In Ostolski v. C.M.H. Co., 28 A.D.2d 1036, 283 N.Y.S.2d 798, 801-02 (N.Y.App.Div.1967), the court explains that the legislature amended the New York statute to permit a claimant to settle without the consent of the carrier by order of the court in order to promote the spirit and purpose of the Act.

. I note, however, that the duty outlined in Wetzel and Savio may be implicated where a carrier first encourages or participates in the settlement negotiations between the insured and the third party.
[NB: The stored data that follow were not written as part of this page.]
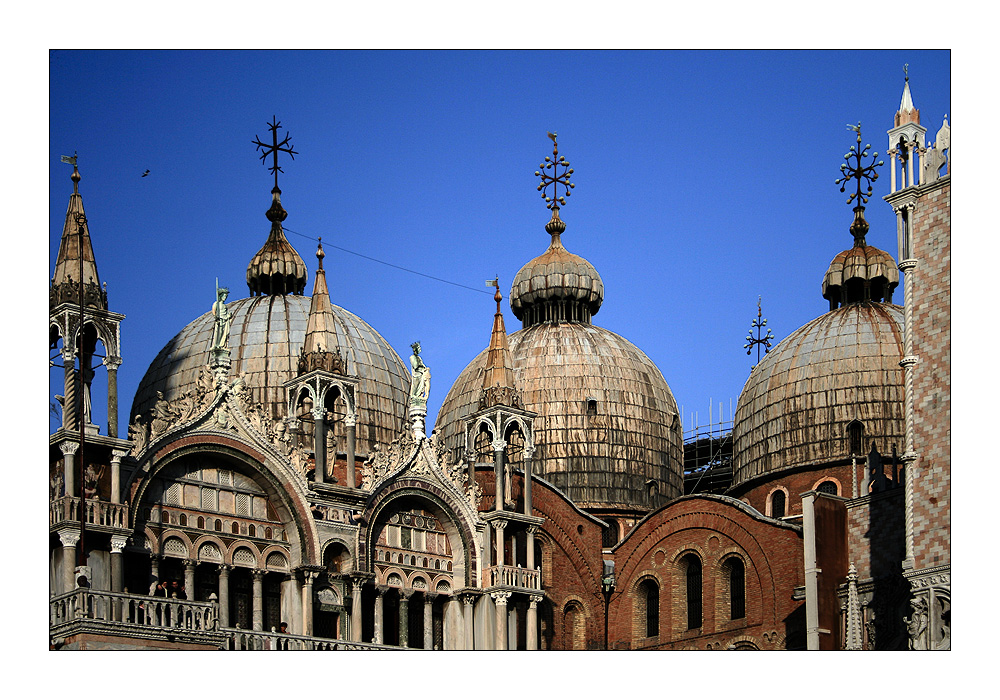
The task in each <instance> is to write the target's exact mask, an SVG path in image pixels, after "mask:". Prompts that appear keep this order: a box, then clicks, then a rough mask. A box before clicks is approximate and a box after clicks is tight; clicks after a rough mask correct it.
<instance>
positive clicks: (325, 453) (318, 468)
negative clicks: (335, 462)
mask: <svg viewBox="0 0 1000 700" xmlns="http://www.w3.org/2000/svg"><path fill="white" fill-rule="evenodd" d="M312 414H313V425H314V426H315V427H316V430H315V436H314V437H315V443H316V446H315V452H314V454H315V455H316V471H315V473H314V475H313V481H314V482H315V483H317V484H322V483H324V482H326V481H330V479H327V473H326V409H325V408H323V407H322V406H321V407H319V408H314V409H313V410H312ZM332 470H333V467H332V465H331V471H332Z"/></svg>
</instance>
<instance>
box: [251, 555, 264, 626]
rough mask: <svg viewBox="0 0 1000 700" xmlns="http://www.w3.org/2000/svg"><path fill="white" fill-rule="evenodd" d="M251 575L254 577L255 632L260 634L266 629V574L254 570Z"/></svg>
mask: <svg viewBox="0 0 1000 700" xmlns="http://www.w3.org/2000/svg"><path fill="white" fill-rule="evenodd" d="M250 575H251V576H252V577H253V630H254V631H255V632H260V631H262V630H263V629H264V572H263V571H262V570H261V569H253V570H252V571H251V572H250Z"/></svg>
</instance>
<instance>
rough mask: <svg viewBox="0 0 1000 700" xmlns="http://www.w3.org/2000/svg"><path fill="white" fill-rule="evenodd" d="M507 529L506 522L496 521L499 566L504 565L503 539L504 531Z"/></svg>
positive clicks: (495, 522) (495, 530) (500, 520)
mask: <svg viewBox="0 0 1000 700" xmlns="http://www.w3.org/2000/svg"><path fill="white" fill-rule="evenodd" d="M505 527H507V521H506V520H494V521H493V529H494V530H495V531H496V538H495V539H496V546H497V566H498V567H500V566H503V565H504V563H505V562H504V553H503V550H504V539H503V529H504V528H505Z"/></svg>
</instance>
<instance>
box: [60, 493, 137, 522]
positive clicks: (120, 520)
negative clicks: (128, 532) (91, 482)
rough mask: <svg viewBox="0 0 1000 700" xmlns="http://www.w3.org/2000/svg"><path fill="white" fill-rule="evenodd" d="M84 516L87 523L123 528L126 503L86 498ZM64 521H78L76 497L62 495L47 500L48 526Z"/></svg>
mask: <svg viewBox="0 0 1000 700" xmlns="http://www.w3.org/2000/svg"><path fill="white" fill-rule="evenodd" d="M84 517H85V522H86V523H87V525H100V526H103V527H109V528H118V529H125V528H127V527H128V505H127V504H125V503H109V502H108V501H99V500H97V499H96V498H91V499H87V500H86V502H85V504H84ZM64 522H80V499H79V498H78V497H76V496H63V497H62V498H56V499H53V500H52V501H50V502H49V526H50V527H51V526H54V525H59V524H60V523H64Z"/></svg>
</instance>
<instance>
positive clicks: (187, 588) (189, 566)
mask: <svg viewBox="0 0 1000 700" xmlns="http://www.w3.org/2000/svg"><path fill="white" fill-rule="evenodd" d="M197 565H198V562H196V561H195V560H194V559H185V560H184V593H185V594H186V595H187V597H188V600H194V567H195V566H197Z"/></svg>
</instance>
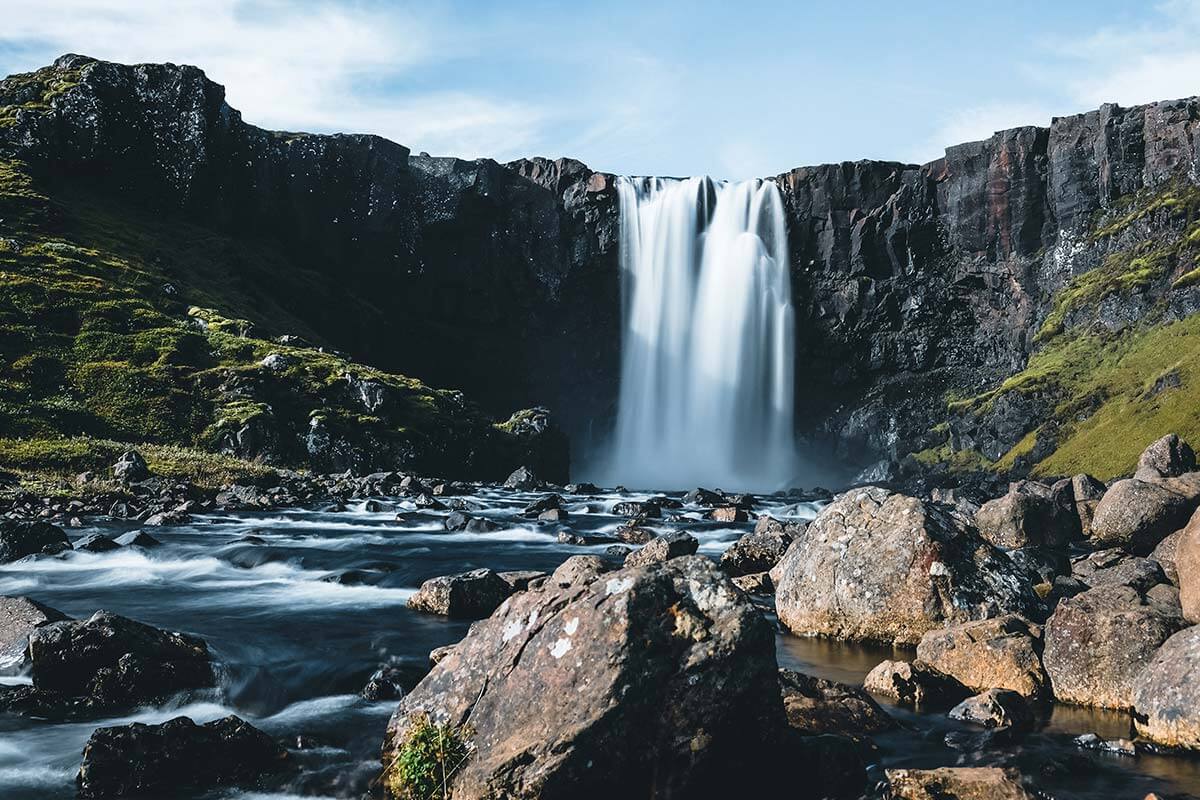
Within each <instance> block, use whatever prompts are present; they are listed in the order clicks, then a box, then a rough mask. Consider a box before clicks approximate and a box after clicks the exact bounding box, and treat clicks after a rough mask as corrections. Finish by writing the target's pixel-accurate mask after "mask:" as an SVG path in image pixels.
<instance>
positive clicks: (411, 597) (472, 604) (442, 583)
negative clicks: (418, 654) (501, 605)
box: [408, 569, 512, 619]
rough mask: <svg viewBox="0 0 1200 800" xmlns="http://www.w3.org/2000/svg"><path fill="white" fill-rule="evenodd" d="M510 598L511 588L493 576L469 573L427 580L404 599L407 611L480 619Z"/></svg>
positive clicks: (505, 583)
mask: <svg viewBox="0 0 1200 800" xmlns="http://www.w3.org/2000/svg"><path fill="white" fill-rule="evenodd" d="M511 594H512V585H511V584H509V583H508V582H506V581H504V578H502V577H500V576H498V575H497V573H494V572H492V571H491V570H487V569H484V570H473V571H470V572H463V573H461V575H446V576H440V577H437V578H430V579H428V581H426V582H425V583H422V584H421V588H420V589H419V590H418V591H416V594H415V595H413V596H412V597H409V599H408V607H409V608H415V609H416V610H422V612H430V613H431V614H443V615H445V616H456V618H462V619H482V618H484V616H487V615H488V614H491V613H492V612H493V610H496V608H497V607H498V606H499V604H500V603H503V602H504V601H505V600H506V599H508V597H509V595H511Z"/></svg>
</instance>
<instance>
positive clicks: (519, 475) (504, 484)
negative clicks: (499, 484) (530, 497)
mask: <svg viewBox="0 0 1200 800" xmlns="http://www.w3.org/2000/svg"><path fill="white" fill-rule="evenodd" d="M541 487H542V482H541V481H540V480H539V479H538V476H536V475H534V473H533V470H532V469H529V468H528V467H517V468H516V469H515V470H512V473H511V474H510V475H509V476H508V477H506V479H504V488H506V489H512V491H515V492H533V491H536V489H540V488H541Z"/></svg>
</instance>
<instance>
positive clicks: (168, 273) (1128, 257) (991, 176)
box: [0, 56, 1200, 476]
mask: <svg viewBox="0 0 1200 800" xmlns="http://www.w3.org/2000/svg"><path fill="white" fill-rule="evenodd" d="M0 103H4V104H2V107H0V156H2V157H4V158H6V160H7V163H14V164H19V166H20V167H22V169H25V170H26V172H28V173H29V175H30V180H31V181H34V184H36V187H37V191H38V192H41V194H42V196H44V197H46V198H48V201H49V204H50V207H52V209H54V210H55V211H54V213H50V215H49V217H48V218H47V219H43V221H41V222H38V223H37V224H40V225H43V227H50V228H53V224H58V223H55V222H53V219H50V218H58V217H61V218H65V219H68V221H70V219H77V218H78V217H79V212H78V210H79V209H92V210H95V209H102V210H103V212H104V213H107V215H108V216H109V218H110V219H112V221H116V222H128V221H137V225H139V228H138V229H139V230H146V229H149V230H152V231H154V233H155V236H157V239H156V240H155V241H157V242H162V243H160V245H156V246H155V248H154V252H152V253H150V254H149V257H150V261H151V263H152V265H154V270H155V272H156V275H161V276H162V277H163V279H164V281H169V282H170V284H172V288H173V289H174V291H175V293H176V294H175V295H174V297H175V301H176V302H178V303H179V305H181V306H197V307H205V308H217V309H218V311H220V312H221V313H222V314H224V315H228V317H232V318H240V319H245V320H247V321H248V323H251V324H253V325H254V326H256V327H257V330H258V331H260V333H262V335H263V336H264V337H268V338H269V337H276V336H280V335H298V336H301V337H304V338H306V339H308V341H310V342H312V343H314V344H320V345H325V347H326V348H332V349H336V350H340V351H344V353H347V354H349V355H352V356H353V357H354V359H355V360H356V361H360V362H364V363H370V365H372V366H374V367H378V368H379V369H383V371H391V372H397V373H403V374H408V375H415V377H418V378H419V379H420V380H421V381H424V383H425V384H426V385H428V386H440V387H448V389H449V387H452V389H458V390H462V391H463V392H466V393H467V396H468V397H472V398H474V399H476V401H478V402H479V403H481V404H482V405H484V408H485V409H486V410H487V411H490V413H492V414H500V415H504V414H506V413H508V411H510V410H511V409H514V408H518V407H522V405H530V404H534V403H541V404H546V405H548V407H550V408H551V410H552V411H554V414H556V415H557V416H558V417H559V419H560V420H563V422H564V425H565V426H566V428H568V431H569V432H570V433H571V435H572V440H574V441H575V443H578V444H580V445H581V446H580V447H578V449H580V450H583V449H586V447H587V446H588V444H589V441H594V440H595V439H596V438H599V437H600V435H602V432H604V431H605V429H606V427H607V426H608V425H610V423H611V420H612V414H613V410H614V409H613V407H614V398H616V390H617V375H618V360H619V312H620V308H619V306H620V293H619V285H618V275H617V272H618V270H617V233H618V231H617V227H618V209H617V197H616V191H614V186H613V180H612V176H611V175H606V174H602V173H595V172H593V170H590V169H588V168H587V167H586V166H584V164H582V163H580V162H576V161H570V160H558V161H548V160H544V158H534V160H522V161H517V162H512V163H510V164H498V163H496V162H492V161H487V160H480V161H460V160H455V158H436V157H430V156H426V155H424V154H422V155H416V156H414V155H412V154H409V151H408V150H407V149H406V148H403V146H401V145H397V144H394V143H391V142H388V140H384V139H380V138H378V137H371V136H314V134H305V133H277V132H269V131H263V130H259V128H257V127H253V126H251V125H247V124H246V122H244V121H242V120H241V116H240V114H239V113H238V112H236V110H234V109H232V108H229V106H228V104H227V103H226V102H224V98H223V90H222V88H221V86H218V85H216V84H214V83H211V82H209V80H208V79H206V78H205V77H204V74H203V73H202V72H200V71H199V70H196V68H194V67H180V66H174V65H137V66H125V65H116V64H108V62H102V61H95V60H91V59H86V58H83V56H64V58H62V59H60V60H59V61H58V62H56V64H55V65H54V66H53V67H47V68H46V70H41V71H38V72H36V73H30V74H26V76H14V77H12V78H8V79H7V80H5V82H4V83H2V84H0ZM1196 119H1198V102H1196V101H1194V100H1187V101H1175V102H1163V103H1156V104H1150V106H1144V107H1136V108H1128V109H1126V108H1117V107H1115V106H1105V107H1104V108H1102V109H1099V110H1097V112H1091V113H1088V114H1082V115H1078V116H1069V118H1060V119H1056V120H1054V121H1052V122H1051V125H1050V127H1048V128H1040V127H1025V128H1015V130H1012V131H1003V132H1000V133H997V134H995V136H994V137H991V138H990V139H988V140H984V142H977V143H970V144H962V145H958V146H953V148H949V149H948V150H947V151H946V157H944V158H941V160H938V161H935V162H932V163H930V164H925V166H914V164H901V163H893V162H852V163H841V164H828V166H822V167H805V168H797V169H793V170H791V172H788V173H786V174H782V175H779V176H776V178H775V180H776V181H778V182H779V185H780V186H781V188H782V192H784V197H785V204H786V209H787V217H788V230H790V246H791V251H790V252H791V257H792V278H793V288H794V289H793V290H794V301H796V306H797V321H798V324H797V330H798V342H797V345H798V347H797V350H798V355H797V359H798V363H797V374H798V391H797V396H798V401H797V405H798V417H799V423H800V428H802V432H803V433H804V435H805V437H806V438H808V439H809V440H810V441H811V443H814V444H815V445H823V444H830V445H833V447H834V449H835V450H836V452H838V455H839V456H840V457H841V458H842V459H845V461H846V462H848V463H851V464H854V465H857V467H870V470H869V474H871V475H875V476H899V475H906V474H907V475H912V474H916V473H920V474H930V473H934V474H936V473H938V471H942V470H953V471H962V470H978V469H985V470H991V471H1018V473H1021V471H1028V470H1034V471H1039V473H1043V474H1049V473H1055V471H1068V470H1075V469H1092V470H1094V471H1098V473H1102V474H1105V473H1108V474H1117V473H1121V471H1123V470H1127V469H1128V468H1130V467H1132V464H1133V461H1134V459H1135V458H1136V453H1138V452H1139V449H1140V446H1141V445H1142V444H1144V443H1145V441H1146V440H1150V439H1153V438H1154V437H1156V435H1158V433H1165V432H1166V431H1178V432H1180V433H1181V434H1184V435H1187V434H1188V433H1194V434H1196V435H1200V420H1198V419H1196V415H1195V414H1194V413H1189V411H1187V410H1186V409H1187V408H1189V404H1190V408H1194V405H1195V399H1196V395H1195V393H1194V392H1195V390H1194V389H1193V385H1195V386H1200V383H1198V384H1194V381H1193V375H1192V363H1196V361H1195V359H1194V357H1190V356H1194V355H1200V354H1195V353H1192V350H1193V349H1195V348H1198V347H1200V345H1198V344H1196V336H1195V335H1194V331H1193V330H1192V329H1193V327H1194V326H1195V318H1194V317H1193V314H1194V312H1195V309H1196V307H1198V303H1200V288H1198V285H1200V281H1196V279H1195V278H1196V276H1198V275H1200V273H1196V272H1195V271H1194V270H1195V269H1196V264H1195V253H1196V248H1198V246H1200V245H1198V242H1200V235H1198V234H1196V228H1195V224H1194V223H1195V216H1196V213H1195V212H1196V206H1198V190H1196V181H1198V176H1196V168H1195V164H1196V156H1198V146H1200V145H1198V142H1196V125H1198V122H1196ZM55 215H58V216H55ZM185 231H186V233H185ZM140 241H142V243H145V236H143V237H142V240H140ZM173 242H174V245H173ZM198 242H199V243H203V245H204V247H203V248H202V249H203V251H204V253H205V255H204V258H203V259H198V258H193V257H191V255H188V249H187V248H190V247H194V246H196V243H198ZM214 245H216V246H214ZM143 255H145V253H143ZM1195 380H1200V375H1198V377H1196V378H1195ZM62 425H66V423H62ZM1193 427H1195V428H1198V429H1196V431H1195V432H1192V431H1190V428H1193ZM1193 438H1194V437H1193Z"/></svg>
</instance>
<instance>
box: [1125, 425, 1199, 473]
mask: <svg viewBox="0 0 1200 800" xmlns="http://www.w3.org/2000/svg"><path fill="white" fill-rule="evenodd" d="M1195 468H1196V455H1195V452H1193V450H1192V447H1190V446H1189V445H1188V443H1186V441H1183V440H1182V439H1180V437H1178V434H1175V433H1169V434H1166V435H1165V437H1163V438H1162V439H1159V440H1158V441H1156V443H1153V444H1152V445H1150V446H1148V447H1146V450H1144V451H1142V453H1141V457H1140V458H1138V471H1135V473H1134V477H1138V479H1141V480H1154V479H1159V477H1177V476H1180V475H1183V474H1184V473H1190V471H1193V470H1195Z"/></svg>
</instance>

The carrier’s initial participation in the settlement negotiations may spur the insured to accept a settlement offer because such involvement indicates that the carrier will consent to settlement. Breach, of the duty of good faith and fair dealing set forth in Wetzel subjects the carrier to tort liability. See Scott Wetzel Services, Inc. v. Johnson, 821 P.2d 804 (Colo.1991). Subsequent bad faith or unreasonable refusal to consent to settlement implicates a lack of good faith by the carrier in promoting settlement originally, with the potential for a claim against the carrier for breach of the Wet-zel duties. In this case, however, no such encouragement or participation transpired.